In perfetto accordo con un patto non scritto di sudditanza alla perversione di un sistema che vive a scapito dei più deboli, noi mangiamo la merda, culturale e non, che ci obbligano a mangiare; ci apriamo le vene per comprare le cose che ci ordinano di comprare («Una volta leggevamo pornografia, ora siamo passati ad arredomania», per citare Chuck Palahniuk); e anche il sesso che facciamo è spesso il dovere, l’imposizione di un modello dittatoriale di avvenuta prestazione, tradito il quale ci è impossibile stabilire i contorni certi della nostra identità. Chi oggi è convinto di vivere in democrazia, è un fantasma che non rintraccia le benché minime coordinate del mondo in cui si aggira. Della democrazia resta in piedi il frontone scintillante, ma il tempio è stato completamente distrutto. I simulacri più evidenti (elezioni, referendum, etc.) servono come deterrenti contro il dissenso di chi, pur percependo la menzogna, non può gridare il re è nudo, perché rischia di perdere quella miseria infame che gli hanno concesso, spacciandogliela per ricchezza. Governi nazionali scalzati dalle lobby finanziarie; tecnologia invasiva, promulgata come mezzo per l’emancipazione delle masse, salvo poi a rivelarsi il più sanguinario strumento di controllo mai messo a punto per dissanguarle; una classe dirigente sempre più oligarchica e un dibattito (si fa per dire) politico sempre più polarizzato a destra – anche qui, a stelle e strisce. Era già tutto previsto: siamo passati da un fascismo imposto con le armi e la violenza, a uno imposto con i consumi, i modelli culturali (vedi M. Il figlio del secolo) e con la tecnologia. Un potere invisibile a cui tutti ci adeguiamo e che, citando il poeta, «manipola i corpi in modo orribile, che non ha niente da invidiare alla manipolazione fatta da Himmler o da Hitler. Li manipola trasformandone la coscienza, cioè nel modo peggiore, istituendo dei nuovi valori che sono dei valori alienanti e falsi, i valori del consumo, che compiono quello che Marx chiama un genocidio di culture viventi, reali, precedenti».
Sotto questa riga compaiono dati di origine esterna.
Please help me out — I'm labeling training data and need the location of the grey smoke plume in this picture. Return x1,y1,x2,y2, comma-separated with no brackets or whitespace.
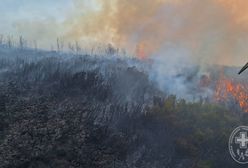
149,44,214,101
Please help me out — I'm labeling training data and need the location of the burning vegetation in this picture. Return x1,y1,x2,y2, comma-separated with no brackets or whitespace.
215,75,248,112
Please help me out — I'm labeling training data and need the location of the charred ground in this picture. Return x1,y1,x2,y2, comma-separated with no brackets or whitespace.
0,46,247,168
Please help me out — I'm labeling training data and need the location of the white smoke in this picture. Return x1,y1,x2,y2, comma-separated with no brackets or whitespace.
149,44,214,101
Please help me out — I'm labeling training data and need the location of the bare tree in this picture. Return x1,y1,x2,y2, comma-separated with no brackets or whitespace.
19,36,24,50
7,36,13,48
75,41,81,54
56,38,66,52
60,40,64,52
57,38,60,52
0,34,3,45
68,42,75,52
106,43,116,55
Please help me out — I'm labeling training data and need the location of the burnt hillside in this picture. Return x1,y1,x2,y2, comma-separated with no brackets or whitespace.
0,47,247,168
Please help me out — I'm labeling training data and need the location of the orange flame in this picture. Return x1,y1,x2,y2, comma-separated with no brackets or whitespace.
215,76,248,112
135,43,147,59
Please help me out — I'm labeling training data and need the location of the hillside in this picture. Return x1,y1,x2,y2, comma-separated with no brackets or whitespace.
0,46,247,168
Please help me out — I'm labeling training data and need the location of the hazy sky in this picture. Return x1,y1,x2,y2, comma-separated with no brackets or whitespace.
0,0,71,30
1,0,248,66
0,0,73,45
0,0,102,48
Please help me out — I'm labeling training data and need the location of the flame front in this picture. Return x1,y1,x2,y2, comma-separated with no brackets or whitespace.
215,76,248,112
135,43,146,59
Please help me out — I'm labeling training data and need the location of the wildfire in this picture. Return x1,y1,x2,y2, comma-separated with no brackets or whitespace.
215,76,248,112
135,43,147,59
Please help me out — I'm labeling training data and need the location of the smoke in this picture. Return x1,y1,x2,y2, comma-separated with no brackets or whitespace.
60,0,248,66
14,18,63,49
148,44,214,100
4,0,247,100
4,0,247,66
58,0,248,100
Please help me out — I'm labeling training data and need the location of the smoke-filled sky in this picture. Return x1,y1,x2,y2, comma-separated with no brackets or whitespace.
1,0,248,66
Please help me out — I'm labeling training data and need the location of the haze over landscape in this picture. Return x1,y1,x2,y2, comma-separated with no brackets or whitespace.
1,0,248,66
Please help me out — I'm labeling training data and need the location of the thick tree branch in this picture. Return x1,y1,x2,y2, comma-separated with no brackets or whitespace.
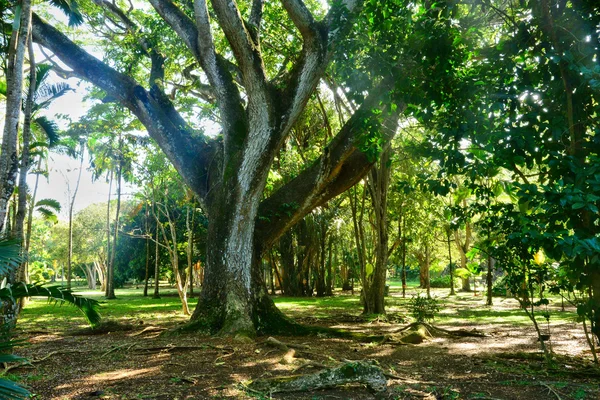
276,0,363,142
281,0,318,40
31,14,212,202
209,0,268,100
255,84,403,250
147,0,200,61
248,0,264,39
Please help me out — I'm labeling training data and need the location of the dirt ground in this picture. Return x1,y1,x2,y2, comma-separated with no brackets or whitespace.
10,294,600,400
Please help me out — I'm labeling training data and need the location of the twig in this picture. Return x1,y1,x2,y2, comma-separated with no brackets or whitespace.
541,383,563,400
101,343,131,358
129,326,167,336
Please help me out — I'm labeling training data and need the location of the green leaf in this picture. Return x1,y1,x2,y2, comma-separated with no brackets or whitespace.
0,284,101,327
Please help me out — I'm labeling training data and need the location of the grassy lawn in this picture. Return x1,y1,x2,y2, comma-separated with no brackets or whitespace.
17,280,579,333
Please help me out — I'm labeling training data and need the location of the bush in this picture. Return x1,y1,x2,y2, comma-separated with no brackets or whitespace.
409,294,440,322
429,275,461,288
492,276,508,297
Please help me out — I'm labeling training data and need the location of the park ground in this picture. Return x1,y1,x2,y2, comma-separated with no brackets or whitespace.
6,280,600,400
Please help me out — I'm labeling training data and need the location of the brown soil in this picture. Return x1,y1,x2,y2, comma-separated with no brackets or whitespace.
9,295,600,400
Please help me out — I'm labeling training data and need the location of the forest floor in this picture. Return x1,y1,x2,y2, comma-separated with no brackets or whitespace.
8,282,600,400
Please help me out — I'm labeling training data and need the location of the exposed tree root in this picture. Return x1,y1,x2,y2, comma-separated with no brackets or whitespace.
129,326,166,336
1,349,87,374
246,360,388,394
133,344,233,355
101,343,137,358
540,383,563,400
394,322,486,338
68,320,135,336
176,300,386,342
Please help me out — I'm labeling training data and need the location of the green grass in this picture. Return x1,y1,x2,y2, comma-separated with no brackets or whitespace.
18,287,188,332
17,282,580,333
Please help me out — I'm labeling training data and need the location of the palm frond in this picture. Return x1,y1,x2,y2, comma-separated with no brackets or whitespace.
47,0,84,26
29,141,50,150
33,83,72,112
0,239,22,277
33,117,61,147
0,283,101,327
0,354,26,364
0,378,30,399
34,64,53,93
0,338,29,399
35,198,61,212
36,207,58,223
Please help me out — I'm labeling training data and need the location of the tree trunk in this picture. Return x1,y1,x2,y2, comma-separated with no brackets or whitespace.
363,146,391,315
455,230,471,292
191,193,263,336
186,204,195,297
15,34,35,290
105,168,113,297
486,255,494,306
23,156,43,284
156,200,190,315
0,0,31,235
279,230,296,296
315,220,327,297
14,33,35,240
143,207,150,297
106,152,122,299
67,144,84,290
447,229,455,296
152,224,160,299
325,235,333,296
402,216,407,298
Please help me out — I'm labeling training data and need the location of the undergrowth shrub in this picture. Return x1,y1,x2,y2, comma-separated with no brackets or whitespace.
409,294,440,322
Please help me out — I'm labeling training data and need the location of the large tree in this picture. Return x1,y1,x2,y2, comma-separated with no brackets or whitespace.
31,0,404,336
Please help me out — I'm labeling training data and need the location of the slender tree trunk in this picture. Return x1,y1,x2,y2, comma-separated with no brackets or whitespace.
425,243,431,299
67,144,84,290
143,206,150,296
15,34,35,285
23,156,43,283
448,229,455,295
186,204,195,297
106,156,122,299
486,255,494,306
105,169,113,297
152,222,160,299
363,146,391,314
402,216,407,298
0,0,32,235
325,235,333,296
268,251,276,295
157,200,190,315
316,221,327,297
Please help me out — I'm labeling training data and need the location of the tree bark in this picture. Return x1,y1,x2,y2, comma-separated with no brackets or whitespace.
105,168,113,297
363,146,391,314
143,206,150,297
0,0,32,235
106,137,123,300
67,144,84,290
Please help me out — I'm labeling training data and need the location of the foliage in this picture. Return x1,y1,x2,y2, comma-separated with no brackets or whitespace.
409,294,440,323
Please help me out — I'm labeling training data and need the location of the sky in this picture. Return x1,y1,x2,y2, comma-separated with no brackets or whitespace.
0,76,136,220
30,80,137,219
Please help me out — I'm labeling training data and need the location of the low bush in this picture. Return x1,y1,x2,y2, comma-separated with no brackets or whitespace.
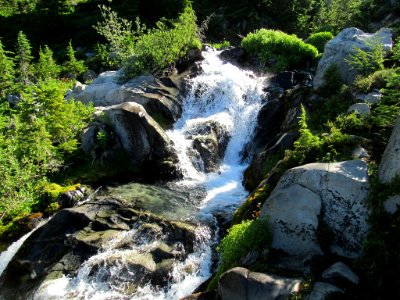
208,218,272,290
346,39,385,76
306,31,334,53
353,69,395,93
241,29,318,72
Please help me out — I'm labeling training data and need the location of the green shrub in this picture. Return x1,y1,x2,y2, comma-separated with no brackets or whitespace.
95,5,201,80
322,64,344,93
353,69,396,93
211,40,230,50
63,41,87,79
306,31,334,53
312,0,364,34
241,29,319,72
346,39,385,76
208,218,272,290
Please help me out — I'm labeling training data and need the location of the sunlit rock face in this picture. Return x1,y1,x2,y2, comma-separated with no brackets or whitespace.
260,160,370,259
313,27,393,90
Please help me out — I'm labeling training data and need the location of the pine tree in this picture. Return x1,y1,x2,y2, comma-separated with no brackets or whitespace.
36,45,60,81
0,39,15,98
16,31,33,85
63,40,87,79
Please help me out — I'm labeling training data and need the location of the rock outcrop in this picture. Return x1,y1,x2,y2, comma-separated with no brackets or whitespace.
313,27,393,90
188,121,230,172
68,71,186,127
260,160,370,259
81,102,179,179
218,267,301,300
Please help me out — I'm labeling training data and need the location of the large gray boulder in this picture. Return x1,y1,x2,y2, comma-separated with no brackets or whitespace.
218,267,301,300
260,160,370,258
313,27,393,90
81,102,179,178
378,115,400,184
68,71,183,126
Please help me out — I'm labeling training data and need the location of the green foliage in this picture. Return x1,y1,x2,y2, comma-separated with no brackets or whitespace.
95,4,201,80
208,218,272,290
346,39,385,76
36,45,60,80
15,31,33,84
370,68,400,128
86,43,120,71
241,29,319,72
321,64,344,93
0,76,93,225
358,173,400,292
306,31,333,53
63,40,87,78
218,218,272,269
94,5,140,60
312,0,364,34
211,40,230,50
353,69,395,93
0,38,15,97
121,5,201,79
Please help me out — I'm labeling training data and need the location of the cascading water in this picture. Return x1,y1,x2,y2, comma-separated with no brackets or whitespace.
0,48,266,300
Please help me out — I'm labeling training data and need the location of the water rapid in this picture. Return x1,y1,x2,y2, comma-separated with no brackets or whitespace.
1,48,267,300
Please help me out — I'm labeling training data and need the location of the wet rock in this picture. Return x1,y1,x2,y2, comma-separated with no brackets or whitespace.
218,267,301,300
314,27,393,90
58,186,87,209
0,197,198,299
252,98,285,154
306,282,344,300
189,121,230,173
260,160,370,259
219,47,246,65
378,115,400,184
322,262,360,285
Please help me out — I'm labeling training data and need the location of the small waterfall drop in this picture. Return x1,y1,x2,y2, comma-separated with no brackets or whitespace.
168,48,266,216
3,48,267,300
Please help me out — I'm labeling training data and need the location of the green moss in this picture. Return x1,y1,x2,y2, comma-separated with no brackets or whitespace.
208,218,272,291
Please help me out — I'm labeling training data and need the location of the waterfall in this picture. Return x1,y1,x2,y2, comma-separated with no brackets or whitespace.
1,48,266,300
168,48,266,216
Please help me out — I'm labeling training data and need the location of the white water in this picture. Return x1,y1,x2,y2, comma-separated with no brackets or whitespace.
5,48,266,300
168,49,266,218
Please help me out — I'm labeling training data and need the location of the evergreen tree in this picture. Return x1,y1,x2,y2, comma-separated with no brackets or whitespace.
36,45,60,80
63,40,87,79
15,31,33,85
0,39,15,98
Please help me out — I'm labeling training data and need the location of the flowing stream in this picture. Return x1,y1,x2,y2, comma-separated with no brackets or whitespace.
0,48,267,299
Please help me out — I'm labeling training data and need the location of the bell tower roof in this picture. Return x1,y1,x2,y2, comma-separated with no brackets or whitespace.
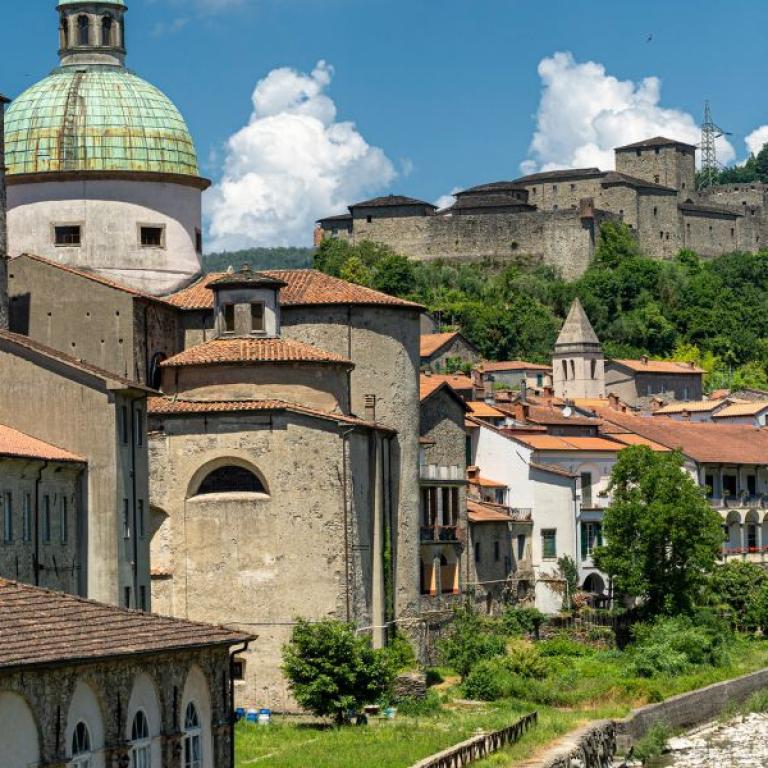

L’alba del tecnofascismo è già spuntata da un pezzo e presto o tardi lascerà che anche gli ultimi fantasmi della democrazia, consci finalmente del loro stato ectoplasmatico, muoiano nella luce insanguinata del giorno nuovo. Con Salò, PPP ci ha lasciato non un punto di arrivo del suo pensiero, una resa incondizionata davanti al nemico onnipotente, bensì un grumo di dolore dal quale ricostruire una possibile, anche se improbabile, resistenza.